Verblazen spintroofmijt
Bij de plagen was er in april een opmerkelijke hoeveelheid boterbloemluis waar te nemen, en ook in oktober was er meer luis te zien. Zeker op mooie dagen met een oostenwind komt luis makkelijk binnen.
In augustus kwam spint opzetten die lastig onder de knie was te krijgen. Met hoge buitentemperaturen kropen de roofmijten onderin het gewas weg, terwijl spint zich bovenin nog goed ontwikkelde. Volgens Van Amerfoort heeft veel Phytoseiulus uitzetten via verblazing over het gewas heen (vanaf de buisrailkar) nog het beste effect gehad, al kostte dit wel veel arbeid en biologie.
Lichtgevoeligheid
Bij de rassenkeus is Proloog onbetwist hoofdras in de eerste teelt. Dit ras liep tijdens dit donkere periodes wel een achterstand in aantal stuks op, vanwege de vrij sterke lichtgevoeligheid. In langduriger donkere en vochtige periodes treedt eerder wat wegval op. Ook klaagden sommige telers over wat dwerggroei in het begin, al waren er in de praktijk grote verschillen te zien in de percentages van de planten waarbij dit optrad.
Galibier gaf kwalitatief mooie vruchten met een goede kleur. Het gewas bleef vrij makkelijk in balans. Het houden van doorgroei maakt de gevoeligheid voor Mycosphaerella ook iets minder. Behalve in lang doorgetrokken teelten valt het echter niet mee om de producties van andere hoofdrassen te halen. Venice hield dit jaar meer vruchtaanleg bij weinig licht, maar kan zich bij heel lichtrijke omstandigheden juist weer makkelijk te vol hangen.
Groeiers
In de zomer zijn de meeste rassen vrij groeikrachtig, zodat voldoende hoge etmaaltemperaturen en hoge EC-waarden nodig zijn (minder extreme wortelvorming) om de gewasgroei beheersbaar te houden en de Mycospahaerella-gevoeligheid te beperken. Roxanne lijkt van alle groeikrachtige zomerrassen nog het best beheersbaar.
Vanwege virus problemen is er redelijk wat van de gedeeltelijk resistente rassen Bonbon en Bonaire geplant. Bonaire heeft een wat lagere mate van tolerantie, waardoor het gewas bij zware meeldauwdruk soms toch nog flink aangetast kan worden.
Vruchtdunnen
Sheila en Laureen zijn minder groeikrachtige rassen, waardoor ze beter stuurbaar zijn.

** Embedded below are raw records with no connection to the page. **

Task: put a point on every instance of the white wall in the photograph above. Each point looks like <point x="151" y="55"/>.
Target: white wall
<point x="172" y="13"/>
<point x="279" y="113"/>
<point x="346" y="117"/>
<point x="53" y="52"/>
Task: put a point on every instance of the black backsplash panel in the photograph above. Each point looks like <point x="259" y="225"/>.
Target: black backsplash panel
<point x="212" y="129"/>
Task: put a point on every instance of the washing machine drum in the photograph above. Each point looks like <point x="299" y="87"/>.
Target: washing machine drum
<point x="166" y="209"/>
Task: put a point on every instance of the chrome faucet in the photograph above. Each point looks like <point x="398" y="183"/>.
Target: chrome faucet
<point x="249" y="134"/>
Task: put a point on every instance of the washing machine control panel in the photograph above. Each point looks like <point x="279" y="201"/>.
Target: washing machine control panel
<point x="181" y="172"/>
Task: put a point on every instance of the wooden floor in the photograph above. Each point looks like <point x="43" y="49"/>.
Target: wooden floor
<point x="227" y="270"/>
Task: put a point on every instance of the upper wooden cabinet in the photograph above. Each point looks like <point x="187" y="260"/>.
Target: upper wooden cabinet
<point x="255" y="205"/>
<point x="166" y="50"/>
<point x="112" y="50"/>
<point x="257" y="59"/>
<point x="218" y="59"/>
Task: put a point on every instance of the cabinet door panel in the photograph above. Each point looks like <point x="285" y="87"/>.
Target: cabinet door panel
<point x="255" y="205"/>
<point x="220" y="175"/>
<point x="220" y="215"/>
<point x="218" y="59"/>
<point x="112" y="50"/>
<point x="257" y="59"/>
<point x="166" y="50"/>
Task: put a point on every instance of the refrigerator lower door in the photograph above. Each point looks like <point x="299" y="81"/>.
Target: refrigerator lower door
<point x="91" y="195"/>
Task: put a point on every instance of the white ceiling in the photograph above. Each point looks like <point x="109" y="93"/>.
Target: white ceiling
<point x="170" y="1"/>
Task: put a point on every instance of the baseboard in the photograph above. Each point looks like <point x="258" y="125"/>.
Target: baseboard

De verwachting bij Van Amersfoort is dat het areaal Laureen wat uit gaat breiden, mede gezien de toenemende telers-aandacht bij de rassenkeus voor aantal stuks. Het open gewas van het ras duwt er toch altijd voldoende ranken uit. Met hoge nachttemperaturen heeft Laureen dan wel de neiging om uit balans te raken en te zwaar belast te raken, wat ten koste gaat van de plant. Zelfs een zwak staand gewas probeert alle vruchten nog mee te nemen. Netjes vruchtdunnen is dus noodzaak.
Ook het aantal aangehouden stamkomkommers mag niet te hoog worden, omdat in een gecombineerde situatie met wat te lage temperaturen anders de vruchtlengte snel veel te kort blijft.
Tegenover de nadelen van rassen met een wat minder sterke wortelvorming en groei staat meestal een wat lagere gevoeligheid voor Mycosphaerella.
Rassenkeus
Plantenkweker Ammerlaan bevestigt de positie van Proloog als hoofdras voor de eerste teelt in Noordwest Europa. In haar afleveringsgebied (Nederland, UK, Ierland en Frankrijk) is bijna 70 procent van de winterproductie Proloog geweest, en namen Venice, Galibrier en resterende overige rassen elk ongeveer 10 procent voor hun rekening. In de zomer maakte Roxanne ruim 30 procent uit van de opkweek, Proloog 20 procent en Laureen 17 procent. Voor de meeldauwresistente rassen deden Bonbon en Bonaire voor 8 en 5 procent mee.